In the Journal of Bone and Joint Surgery study, researchers enrolled 53 patients with hip or knee periprosthetic joint infections and drew peripheral blood immediately before surgical treatment. The test was run against cultures from intraoperative tissue and synovial fluid, per the standard of care. The researchers wrote that the "primary outcome was accuracy in organism identification with use of cfDNA sequencing, as measured by agreement with tissue-culture results."
Joint cultures identified an organism in 87 percent of the patients, while microbial cfDNA identified the pathogen in 57 percent of patients, including four out of seven culture-negative cases. As an adjunct to cultures, the cfDNA test increased pathogen detection from 87 percent to 94 percent.
Mathias Bostrom, the chief of adult reconstruction and joint replacement service at the Hospital for Special Surgery who helped author the study, said that "the diagnosis of prosthetic joint infections can be challenging" due to the time it takes for culture results and more painful specimen sampling. The Karius Test is a "paradigm-shifting approach," he added.
Although it shouldn't be used as the only test for an infection, Bostrom said it would be a "very useful adjunct" for use with culture and serology tests, such as white blood cell count tests, and added that the Karius Test provides more information than a culture because it can determine whether there are multiple organisms in the infection.
It can also be used to help clinicians determine whether to put in a new joint, he said. The current standard of care is to take the joint out, put the patient on antibiotics for six weeks, and put a new joint in. With this method, "we don't have a great way to truly determine whether the infection's gone," Bostrom said. The Karius Test, he said, could provide a clearer picture of whether the infection has been eliminated.
Many companies and researchers are looking at using next-generation sequencing for joint infections, but Bostrom said Karius is unique because it's specifically a blood test.
However, he noted that the joint study was conducted on a limited number of patients and that more patients would be needed to fully validate the test. He added that the test isn't as quick as it could be because clinicians have to send the sample to the Karius lab and wait for results. Being able to do the analysis locally in real time at a hospital lab would help improve that wait time, he said.

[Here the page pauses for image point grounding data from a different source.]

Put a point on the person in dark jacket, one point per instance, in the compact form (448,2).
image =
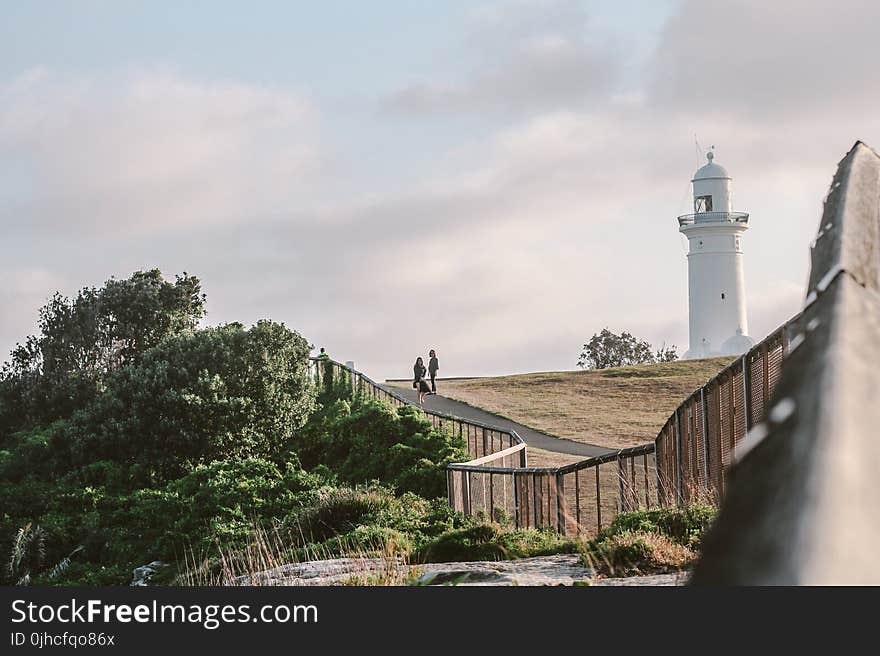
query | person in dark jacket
(433,368)
(419,381)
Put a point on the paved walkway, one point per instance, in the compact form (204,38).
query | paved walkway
(533,438)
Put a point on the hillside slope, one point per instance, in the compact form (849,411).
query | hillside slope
(614,408)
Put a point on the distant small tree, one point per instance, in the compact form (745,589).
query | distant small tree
(83,340)
(607,349)
(666,353)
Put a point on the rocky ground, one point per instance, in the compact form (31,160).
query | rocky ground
(544,570)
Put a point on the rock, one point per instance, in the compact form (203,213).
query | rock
(565,569)
(141,575)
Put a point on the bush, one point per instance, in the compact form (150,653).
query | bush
(633,553)
(489,541)
(365,440)
(649,541)
(684,525)
(207,395)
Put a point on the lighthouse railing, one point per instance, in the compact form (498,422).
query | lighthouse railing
(713,217)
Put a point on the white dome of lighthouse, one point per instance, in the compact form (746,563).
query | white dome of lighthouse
(711,170)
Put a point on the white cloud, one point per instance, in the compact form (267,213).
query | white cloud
(147,151)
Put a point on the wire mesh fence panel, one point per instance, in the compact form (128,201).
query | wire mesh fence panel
(727,420)
(756,388)
(713,438)
(775,357)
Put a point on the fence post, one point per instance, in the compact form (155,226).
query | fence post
(560,503)
(679,483)
(450,487)
(704,409)
(515,500)
(747,391)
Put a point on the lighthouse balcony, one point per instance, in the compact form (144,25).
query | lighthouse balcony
(713,217)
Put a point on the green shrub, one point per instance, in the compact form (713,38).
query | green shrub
(649,541)
(684,525)
(488,541)
(365,440)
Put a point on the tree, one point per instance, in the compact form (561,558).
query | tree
(83,340)
(210,394)
(607,349)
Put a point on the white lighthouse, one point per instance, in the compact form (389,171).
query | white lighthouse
(716,285)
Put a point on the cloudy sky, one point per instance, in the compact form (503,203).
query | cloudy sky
(498,180)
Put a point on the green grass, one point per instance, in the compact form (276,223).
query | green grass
(654,541)
(616,408)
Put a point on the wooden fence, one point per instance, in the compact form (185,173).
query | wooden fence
(802,506)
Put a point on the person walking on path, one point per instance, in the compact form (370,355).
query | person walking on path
(419,381)
(433,368)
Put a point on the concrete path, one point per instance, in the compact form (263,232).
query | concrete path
(533,438)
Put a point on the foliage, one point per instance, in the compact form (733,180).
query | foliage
(199,396)
(684,525)
(127,436)
(607,349)
(650,541)
(637,553)
(364,440)
(82,340)
(491,541)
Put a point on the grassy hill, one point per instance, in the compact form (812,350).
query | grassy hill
(616,408)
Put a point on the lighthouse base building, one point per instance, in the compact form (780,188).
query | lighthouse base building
(718,323)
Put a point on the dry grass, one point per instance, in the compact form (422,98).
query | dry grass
(638,553)
(615,408)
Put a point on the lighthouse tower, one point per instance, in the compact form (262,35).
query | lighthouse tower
(716,286)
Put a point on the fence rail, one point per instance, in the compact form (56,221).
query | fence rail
(686,462)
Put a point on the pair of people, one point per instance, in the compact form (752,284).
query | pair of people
(419,371)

The recent study follows research published in a 2019 study in Nature Microbiology, in which the test showed nearly 94 percent agreement with blood culture in a cohort of 350 patients with a sepsis alert. The test also "identified an independently adjudicated cause of the sepsis alert more often than all of the microbiological testing combined," the researchers wrote.
Karius is also involved in the PICKUP clinical trial with Duke Clinical Research Institute to evaluate the test in patients with immunocompromised pneumonia, currently nearing the completion of enrollment, Perkins said.
The company is working to improve the test and offer more value, with plans to include RNA viruses in the test and to report antimicrobial susceptibilities. The AMR capability is moving from R&D to development, while the RNA capability is currently in development.
While the test has only been used in inpatient settings, Perkins said the application in joint infections could lend itself to some outpatient settings.
Karius is also working to build and conduct studies "of sufficient regulatory rigor" to eventually get the test approved by the US Food and Drug Administration. Collecting that data is a "current priority" for the company, Perkins said. "We think that we're ready to begin the process of looking at that seriously," he added.